Now that trump has crashed the stock market, I’m thinking of buying stocks. Something diversified since the Dow Jones always goes up in the long-run.
that girl in It’s a Wonderful Life is so much sexier than any non-white woman it’s sad.
and we’ll all live to see it…
the alt-right will win.
not because russia, but because the alt-right is closer to the truth than any of its competitors.
just listen to that unruhe striker vid.
they talk about the real shit.
they don’t play games.
they don’t lie.
just look at what they’ve done.
the elite is scared.
because it knows it’s full of shit.
IT KNOWS IT’S NOT REALLY ELITE. IT KNOWS IT’S JUST SNOBS.

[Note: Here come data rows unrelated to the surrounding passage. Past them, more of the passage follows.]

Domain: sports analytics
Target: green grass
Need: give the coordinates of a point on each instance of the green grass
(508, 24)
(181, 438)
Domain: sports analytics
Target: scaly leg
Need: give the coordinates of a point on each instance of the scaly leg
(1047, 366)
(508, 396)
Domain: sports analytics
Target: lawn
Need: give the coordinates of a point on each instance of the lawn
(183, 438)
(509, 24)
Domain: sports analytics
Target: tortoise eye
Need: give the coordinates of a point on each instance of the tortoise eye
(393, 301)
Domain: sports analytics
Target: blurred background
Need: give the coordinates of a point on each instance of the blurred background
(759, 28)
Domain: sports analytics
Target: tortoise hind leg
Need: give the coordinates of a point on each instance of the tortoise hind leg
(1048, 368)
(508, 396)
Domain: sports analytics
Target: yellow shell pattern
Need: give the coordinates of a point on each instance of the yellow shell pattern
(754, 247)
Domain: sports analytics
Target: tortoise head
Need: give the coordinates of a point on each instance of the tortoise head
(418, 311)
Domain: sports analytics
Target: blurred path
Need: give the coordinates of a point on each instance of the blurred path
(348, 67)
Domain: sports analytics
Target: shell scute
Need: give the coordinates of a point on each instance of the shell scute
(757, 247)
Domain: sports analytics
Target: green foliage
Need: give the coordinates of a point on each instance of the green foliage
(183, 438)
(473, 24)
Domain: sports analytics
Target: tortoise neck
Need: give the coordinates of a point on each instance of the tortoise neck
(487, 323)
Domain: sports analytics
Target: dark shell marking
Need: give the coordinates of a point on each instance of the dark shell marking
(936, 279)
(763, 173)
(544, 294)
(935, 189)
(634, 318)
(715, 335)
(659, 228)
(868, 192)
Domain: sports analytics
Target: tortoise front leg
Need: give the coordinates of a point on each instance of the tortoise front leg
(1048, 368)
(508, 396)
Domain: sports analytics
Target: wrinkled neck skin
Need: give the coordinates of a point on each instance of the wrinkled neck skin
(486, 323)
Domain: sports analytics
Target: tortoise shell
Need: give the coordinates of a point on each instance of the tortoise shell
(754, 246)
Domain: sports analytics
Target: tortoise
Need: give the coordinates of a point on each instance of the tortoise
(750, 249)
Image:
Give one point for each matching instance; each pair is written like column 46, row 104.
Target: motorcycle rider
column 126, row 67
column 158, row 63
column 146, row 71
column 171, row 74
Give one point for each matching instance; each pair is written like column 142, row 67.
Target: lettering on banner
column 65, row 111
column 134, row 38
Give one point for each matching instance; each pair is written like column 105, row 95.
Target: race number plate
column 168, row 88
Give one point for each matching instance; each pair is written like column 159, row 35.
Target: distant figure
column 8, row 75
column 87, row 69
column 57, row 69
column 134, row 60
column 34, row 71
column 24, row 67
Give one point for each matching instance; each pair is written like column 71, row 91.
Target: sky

no one laughs like that unless he has autism…or….
as i remarked on professor shoe’s blog…white gentiles beat the jews when they stop drinking and start taking amphetamines.
Many blacks and whites don’t talke synthetic drugs like Jews ans Asians. Disregarding anti depressants…
Could this prove that multiple intelligences do exist, since there isn’t that strong of a correlation between spatial IQ and art ability?
The elephant in the room:
She wasn’t an ‘art prodigy’. She was simply handpicked as one by movers-and-shakers in a modern art world that requires FR/K/QR/WM over VSA for success. There is very little VSA-iq required to create a Rothko or a Tracey Emin bed. However the rest are necessary to work yourself into a position to be bestowed with the mantle of ‘great artist’.
Additionally the large drop off between the former and the latter indicates she is likely jewish.